TÜRK EDEBİYATINDA MEVLÂNÂ VE MEVLEVÎLİĞİ MANEVİ TEKÂMÜL İŞLEVİYLE ELE ALAN ROMANLAR ÜZERİNE BİR DEĞERLENDİRME – Fatma Şükran ELGEREN
TÜRK EDEBİYATINDA MEVLÂNÂ VE MEVLEVÎLİĞİ MANEVİ TEKÂMÜL İŞLEVİYLE ELE ALAN ROMANLAR ÜZERİNE BİR DEĞERLENDİRME
Fatma Şükran ELGEREN
Öz:
Anlatma esasına bağlı edebî türler içinde en olgun örneklerden biri olan roman, hayatın gerçekliğini kurgusal bir şekilde yansıtırken zaman zaman tarihe ve tarihî şahsiyetlere de kapılarını aralar. Temel malzemesi insan olan romanda yazar, gerçekliği kendi düzleminde şekillendirirken, bu temel malzemeyi bazen olduğu gibi aktarma bazen ise kurmacanın kendisine sağladığı özgür ortamda yeniden inşa etme yoluna gider.
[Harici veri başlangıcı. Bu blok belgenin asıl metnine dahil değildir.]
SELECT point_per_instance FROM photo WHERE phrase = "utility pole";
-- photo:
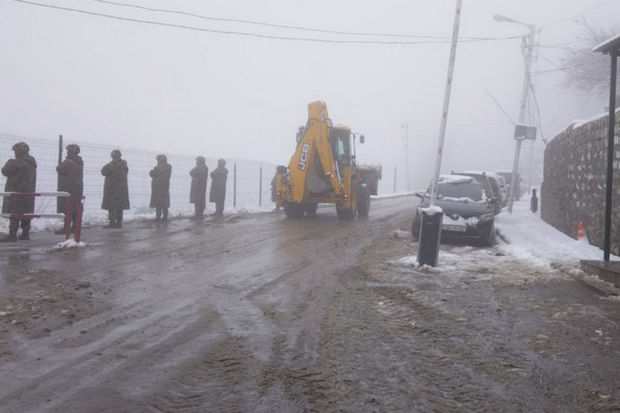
(525, 93)
(406, 126)
(446, 101)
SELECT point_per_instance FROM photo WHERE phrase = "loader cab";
(341, 145)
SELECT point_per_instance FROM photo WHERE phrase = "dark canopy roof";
(609, 46)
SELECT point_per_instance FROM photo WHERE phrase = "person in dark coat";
(115, 189)
(21, 176)
(217, 193)
(198, 191)
(71, 179)
(160, 188)
(274, 189)
(534, 202)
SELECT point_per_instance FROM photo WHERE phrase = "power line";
(537, 106)
(256, 35)
(280, 26)
(578, 14)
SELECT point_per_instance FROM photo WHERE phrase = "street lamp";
(529, 44)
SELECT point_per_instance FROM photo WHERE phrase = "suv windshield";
(470, 190)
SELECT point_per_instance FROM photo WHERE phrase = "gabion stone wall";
(573, 188)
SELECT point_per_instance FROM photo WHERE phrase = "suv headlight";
(486, 217)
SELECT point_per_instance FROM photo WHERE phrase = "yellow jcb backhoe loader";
(323, 169)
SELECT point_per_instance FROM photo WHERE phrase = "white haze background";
(100, 80)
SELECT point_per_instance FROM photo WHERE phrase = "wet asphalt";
(262, 313)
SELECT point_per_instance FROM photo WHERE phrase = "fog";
(97, 79)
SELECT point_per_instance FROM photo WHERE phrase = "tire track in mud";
(77, 367)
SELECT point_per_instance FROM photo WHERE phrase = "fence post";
(394, 178)
(59, 200)
(234, 185)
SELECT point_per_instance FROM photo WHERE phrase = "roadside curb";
(601, 290)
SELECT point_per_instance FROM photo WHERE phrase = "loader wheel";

Ancak yazarların tercihi ne yönde olursa olsun, romanın gerçek hayatla olan bağı önemini korumaya devam etmektedir. Bu sebeple, romancıların tarihî şahsiyetleri roman kişisi olarak kullanma eğilimleri, incelenmeye değer hususlardan biri olarak karşımıza çıkar. Asırlar öncesinden günümüze seslenmeyi başaran Mevlânâ Celâleddîn-i Rûmî de bu bakımdan romancılar için zengin bir kaynaktır. Türk-İslâm medeniyetinin yetiştirdiği en kuvvetli şahsiyetlerden biri olan Mevlânâ Celâleddîn-i Rûmî, kapsayıcı fikirleri ve eserleriyle hem İslâm coğrafyası hem de Batı dünyasında güncelliğini hâlâ korumakta olan bir mutasavvıftır. Onun vefatından sonra oğlu Sultan Veled tarafından sistemli bir hâle getirilen Mevlevîlik de, hoşgörü temelli din anlayışı ile hemen her dönemde pek çok çevrenin ilgisini çeken, entelektüel bir tarikat hüviyetini kazanmıştır. Mevlânâ ve Mevlevîliğin bu popülerliği, edebî sahada yazar ve şairlerin dikkatlerinden kaçmamış, Mevlânâ ve Mevlevîlikle ilgili şiir ve romanların yazımını beraberinde getirmiştir. Bu çalışmada, sayıları giderek artan Mevlânâ ve Mevlevîlik konulu romanlardan, manevî tekâmül boyutunu öne çıkaranlar üzerine bir değerlendirme yapılması amaçlanmıştır.